Grundlagenforschung mit Bedeutung für regenerative Medizin und Landwirtschaft
„Indem wir uns mit der komplexen Dynamik der Symmetriebrechung befassen, hat diese Forschung das Potenzial, neue Forschungswege in der Pflanzenentwicklung und Evolutionsbiologie zu eröffnen“, sagt Prof. Dr. Kerstin Kaufmann. Auch wenn es bereits substanzielle Fortschritte auf diesem Forschungsgebiet gibt – es ist eine immense Herausforderung solche biologischen Entwicklungsprozesse zu modellieren und nachzubilden.
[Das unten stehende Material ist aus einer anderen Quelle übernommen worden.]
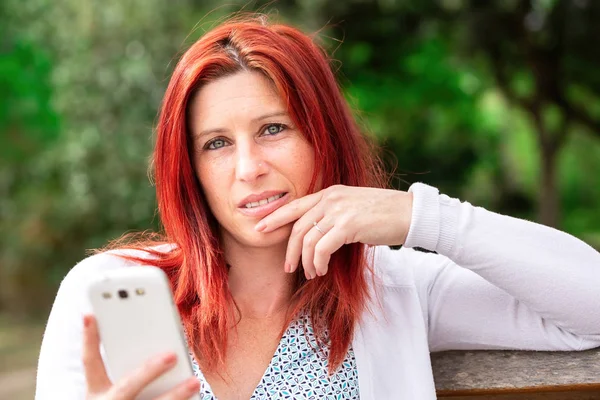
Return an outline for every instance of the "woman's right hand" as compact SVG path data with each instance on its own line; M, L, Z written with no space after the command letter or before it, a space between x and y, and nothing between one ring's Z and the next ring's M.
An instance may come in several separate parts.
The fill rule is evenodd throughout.
M173 368L176 362L174 353L152 357L113 384L100 355L100 335L96 319L91 315L83 318L83 366L87 381L87 400L133 400L148 384ZM190 378L155 400L187 400L199 390L200 382L196 378Z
Forschungserkenntnisse auf diesem Gebiet werden nicht nur unser grundlegendes Verständnis der Pflanzenbiologie voranbringen, sie sind auch von entscheidender Bedeutung für die Weiterentwicklung der regenerativen Medizin und für Fortschritte in der Landwirtschaft.
Expertise aus vier Universitäten ermöglicht vielversprechenden multidisziplinären Ansatz
Die auf sechs Jahre angelegte Partnerschaft zur Erforschung dieser Musterbildungsprozesse führt Prof. Dr. Kerstin Kaufmann vom Institut für Biologie der Humboldt-Universität zu Berlin (HU) an. Sie koordiniert das Projekt, bei dem Wissenschaftler*innen der HU mit Kolleg*innen der Universität Sydney (Australien), dem Sainsbury Laboratory der Universität Cambridge (Großbritannien) und der Universität Umeå (Schweden) zusammenarbeiten.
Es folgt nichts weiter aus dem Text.